From an astrophysical POV, detecting methane traces in an atmosphere is an indicator of ongoing life processes, as it breaks down in a few years, so must be continuously refreshed.

September 26, 2012 6:26 pm

The bottom of the ocean leaks oil, methane, heck, even tar / asphalt all over the globe. They are such natural materials that specific forms of life have evolved to live off of such seeps over millions of years.
It has probably been part of the planet since before life existed:
we also have liquid CO2 plumes on the ocean bottom…
somehow I think that matters…

September 26, 2012 6:51 pm

Yes. Japan and Canada:
First production expected about 2018.

Now, fortune and technology may be smiling on the energy-poor country, with the discovery of an unconventional energy source that could possibly provide it with enough gas to meet its demand for 14 years. Japan, at least, has been working with that hope ever since it confirmed 40 trillion cubic feat of methane hydrates in the southern Sea of Kumano in 2007.
Next month Japan takes another step toward that goal, with the start of a four-month-long site survey for a four-well drilling project that runs from October 2011 to March 2012. If all goes well, a year later the survey and the wells will result in what Japan says will be the world’s first offshore production test of methane hydrates, with commercial output to start by 2018.

How much?

Wednesday, 24 November 2010 10:41 Takeo Kumagai, Platts
Global estimates “range from merely jaw-dropping to the truly staggering,” according to the U.S. Department of Energy. Canada is believed to have enough hydrates along its coasts to meet the country’s energy needs for a couple of hundred years.

About 2 x ALL other fossil fuels:
So the ocean bottom is just covered in the stuff. It bubbles up in amounts we can’t even measure (as does CO2 from the ocean bottom). We have no clue if it has any pattern of growth, reduction, or cycles. But just assume all methane and CO2 changes are due to people…

September 27, 2012 8:59 am
September 27, 2012 11:46 am

Malcolm, actually, it’s even WORSE than “the end of the world as we know it!” When you get down to the tail end of that article you find this: “even if it is released into the ocean rather than into the air (it will still equilibrate with the atmosphere, after a few centuries, converging to the same “long tail” CO2 trajectory ” ) And then the first two commenters lead off their observations with: “Sorry to say that it appears Katey Anthony is being a bit too conservative.” and “this is what has me up nights!”
The hype and the fear.
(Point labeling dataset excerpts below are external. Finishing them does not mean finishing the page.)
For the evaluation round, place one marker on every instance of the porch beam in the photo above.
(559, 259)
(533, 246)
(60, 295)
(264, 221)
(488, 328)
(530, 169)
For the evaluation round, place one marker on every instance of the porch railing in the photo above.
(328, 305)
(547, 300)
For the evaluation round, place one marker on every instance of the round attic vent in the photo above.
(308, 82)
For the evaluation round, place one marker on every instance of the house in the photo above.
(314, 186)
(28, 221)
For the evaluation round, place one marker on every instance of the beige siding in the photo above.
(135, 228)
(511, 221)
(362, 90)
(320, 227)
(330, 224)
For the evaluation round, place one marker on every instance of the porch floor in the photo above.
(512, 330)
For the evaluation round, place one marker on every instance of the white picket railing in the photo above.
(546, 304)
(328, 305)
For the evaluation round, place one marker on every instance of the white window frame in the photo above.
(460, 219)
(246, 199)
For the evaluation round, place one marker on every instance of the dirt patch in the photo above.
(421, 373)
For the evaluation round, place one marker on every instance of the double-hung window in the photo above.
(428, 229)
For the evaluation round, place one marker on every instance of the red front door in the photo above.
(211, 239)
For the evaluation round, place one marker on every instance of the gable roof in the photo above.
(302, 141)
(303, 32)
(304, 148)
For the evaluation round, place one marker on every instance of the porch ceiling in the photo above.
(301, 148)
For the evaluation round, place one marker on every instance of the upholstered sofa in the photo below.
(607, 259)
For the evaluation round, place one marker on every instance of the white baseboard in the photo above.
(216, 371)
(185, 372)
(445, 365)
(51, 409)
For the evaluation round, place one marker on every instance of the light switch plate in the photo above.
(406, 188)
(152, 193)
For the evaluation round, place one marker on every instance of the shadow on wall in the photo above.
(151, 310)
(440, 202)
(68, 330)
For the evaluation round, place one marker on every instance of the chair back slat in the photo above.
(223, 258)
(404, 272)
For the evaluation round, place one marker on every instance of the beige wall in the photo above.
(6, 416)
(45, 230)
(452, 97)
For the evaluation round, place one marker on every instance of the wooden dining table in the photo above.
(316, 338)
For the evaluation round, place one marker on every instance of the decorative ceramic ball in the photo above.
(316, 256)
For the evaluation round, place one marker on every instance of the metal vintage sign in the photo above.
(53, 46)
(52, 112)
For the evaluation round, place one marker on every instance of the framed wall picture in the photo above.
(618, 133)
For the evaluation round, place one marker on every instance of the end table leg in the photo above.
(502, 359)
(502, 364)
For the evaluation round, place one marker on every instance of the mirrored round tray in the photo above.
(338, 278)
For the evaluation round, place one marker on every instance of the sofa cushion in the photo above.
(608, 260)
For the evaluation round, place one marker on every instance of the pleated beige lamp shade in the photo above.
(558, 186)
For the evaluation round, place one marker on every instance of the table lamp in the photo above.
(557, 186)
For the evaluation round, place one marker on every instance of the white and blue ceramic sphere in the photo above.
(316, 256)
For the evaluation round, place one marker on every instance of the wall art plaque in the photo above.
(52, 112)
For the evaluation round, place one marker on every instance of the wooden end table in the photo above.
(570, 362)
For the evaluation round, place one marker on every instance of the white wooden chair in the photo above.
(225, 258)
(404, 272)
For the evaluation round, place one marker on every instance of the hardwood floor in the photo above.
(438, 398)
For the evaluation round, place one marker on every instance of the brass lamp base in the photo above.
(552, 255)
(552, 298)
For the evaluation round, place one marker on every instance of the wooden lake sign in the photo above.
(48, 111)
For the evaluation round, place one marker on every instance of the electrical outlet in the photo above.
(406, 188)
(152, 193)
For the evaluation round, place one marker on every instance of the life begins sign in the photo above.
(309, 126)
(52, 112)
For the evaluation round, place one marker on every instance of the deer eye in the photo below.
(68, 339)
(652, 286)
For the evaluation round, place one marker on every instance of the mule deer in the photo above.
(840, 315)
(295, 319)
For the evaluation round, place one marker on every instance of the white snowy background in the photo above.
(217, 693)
Check out the first 15 seconds of this video and you’ll learn that we are in the middle of public health crisis bigger than the Black Plague! :
Can’t anyone just accept the idea that things might just possibly be NORMAL anymore?

Crispin in Johannesburg
September 29, 2012 3:39 pm

I really appreciate that link to the Russian paper on the abiotic origin of oil. The lab experiment shows that the theory was correct, that the hydrocarbons formed in the predicted ratios and at the temperature and pressure theoretically required.
My buddy Philip The Chemist said, “Yup! And, as usual, the formal thermodynamics of the Russians stands them in excellent stead.”
Oil is not a fossil fuel. Neither is almost all methane. The pressure at which the ratios of CxHy are found in oil from the ground corresponds to 100 km deep, well into the mantle.